Frankly, this is the sort of dubious stuff one might expect in a badly thought-out SF story but, unfortunately, it appears to be the norm for reporting on science and technology, where statements made by people working on the technology or science (or, worse, by the marketing departments of the companies involved) are repeated verbatim and without question.
 

Toby Frost

Well-Known Member
Joined
Jan 22, 2008
Messages
4,747
Think of the fun a Hostile Foreign Power could have when it hacks the controls for the driverless cars!
 

Robert Zwilling

Well-Known Member
Supporter
Joined
Jun 12, 2018
Messages
512
At times we seem to be living the logic of Phillip K Dick science fiction stories, why would industry not be subject to the same conditions.

Being part of a network the system would need updates from time to time. How could those updates be tested, would a small number of cars be updated ahead of others so if it was a bad update only a few cars would experience problems. How many would be enough and if an update was instantly needed would the risk of mass updating be overlooked with fingers crossed. Are there any operating systems that don't need constant updates. Could a multitude of manufacturers be allowed to make the cars or would there be only one car company to make sure everything was always in step. Is this a case of one person's dream, another person's nightmare.
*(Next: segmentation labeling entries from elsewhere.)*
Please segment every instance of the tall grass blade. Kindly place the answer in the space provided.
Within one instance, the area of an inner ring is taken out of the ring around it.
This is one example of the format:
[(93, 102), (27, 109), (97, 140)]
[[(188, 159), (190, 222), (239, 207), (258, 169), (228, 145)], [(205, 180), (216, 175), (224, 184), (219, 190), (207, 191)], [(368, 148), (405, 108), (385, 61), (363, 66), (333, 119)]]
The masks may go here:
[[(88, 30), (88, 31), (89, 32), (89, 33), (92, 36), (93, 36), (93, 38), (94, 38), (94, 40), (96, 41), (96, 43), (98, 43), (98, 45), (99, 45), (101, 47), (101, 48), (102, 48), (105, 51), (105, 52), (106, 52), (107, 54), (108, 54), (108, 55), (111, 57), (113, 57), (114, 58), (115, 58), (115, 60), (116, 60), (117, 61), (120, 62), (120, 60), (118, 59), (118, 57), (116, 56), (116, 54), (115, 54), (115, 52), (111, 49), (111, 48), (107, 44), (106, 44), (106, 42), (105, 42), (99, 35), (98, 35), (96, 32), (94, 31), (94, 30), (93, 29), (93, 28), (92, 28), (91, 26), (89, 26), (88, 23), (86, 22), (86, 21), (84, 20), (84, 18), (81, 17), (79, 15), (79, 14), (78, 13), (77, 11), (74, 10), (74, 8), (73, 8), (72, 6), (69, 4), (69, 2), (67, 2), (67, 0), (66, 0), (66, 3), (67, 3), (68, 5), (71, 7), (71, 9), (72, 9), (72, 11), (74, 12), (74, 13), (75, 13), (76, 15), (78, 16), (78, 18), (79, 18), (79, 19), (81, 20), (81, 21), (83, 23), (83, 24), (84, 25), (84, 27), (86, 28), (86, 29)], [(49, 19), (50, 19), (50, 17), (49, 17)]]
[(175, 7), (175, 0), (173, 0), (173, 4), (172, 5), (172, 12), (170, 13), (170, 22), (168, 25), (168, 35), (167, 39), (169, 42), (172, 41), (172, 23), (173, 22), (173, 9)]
Can we even make a network that would encompass all kinds of vehicles using the one size fits all scenario.

There would probably be a market for hacked cars, with fake registrations or more options normally allowed such as unlimited speed, done in such a way that they would be cruising under the radar. One aspect of automatic cars is the ability of authorities to shut the car down any time they wanted to. That could be extended to repossessions done by remote control. If it was possible to control a family members use of a car, would some kind of safeguard be needed so one person couldn't block another family member from legitimate use of a the car. Would it be possible to stop cars from being used for illicit purposes before they were used. The cars would probably be able to recognize legitimate users making it far easier to take one's license away or would the need for that punishment disappear.
 

thaddeus6th

Well-Known Member
Supporter
Joined
Sep 15, 2007
Messages
6,592
Location
UK, Yorkshire
Toby, indeed.

The Internet of Things (online kettles etc) have been hijacked to provide computing power for DDOS attacks and hackery. The NHS got hit by an attack a couple of years ago. Just because autonomous cars are possible doesn't make them a good idea.
 

Foxbat

None The Wiser
Supporter
Joined
Jul 24, 2003
Messages
7,307
Location
Scotland
Online kettles. Why? Just why?

I can just imagine the text message it might send to its owner: I need filling up but the tap is busy ransoming the NHS again. Tap says no! Repeat! TAP SAYS NO!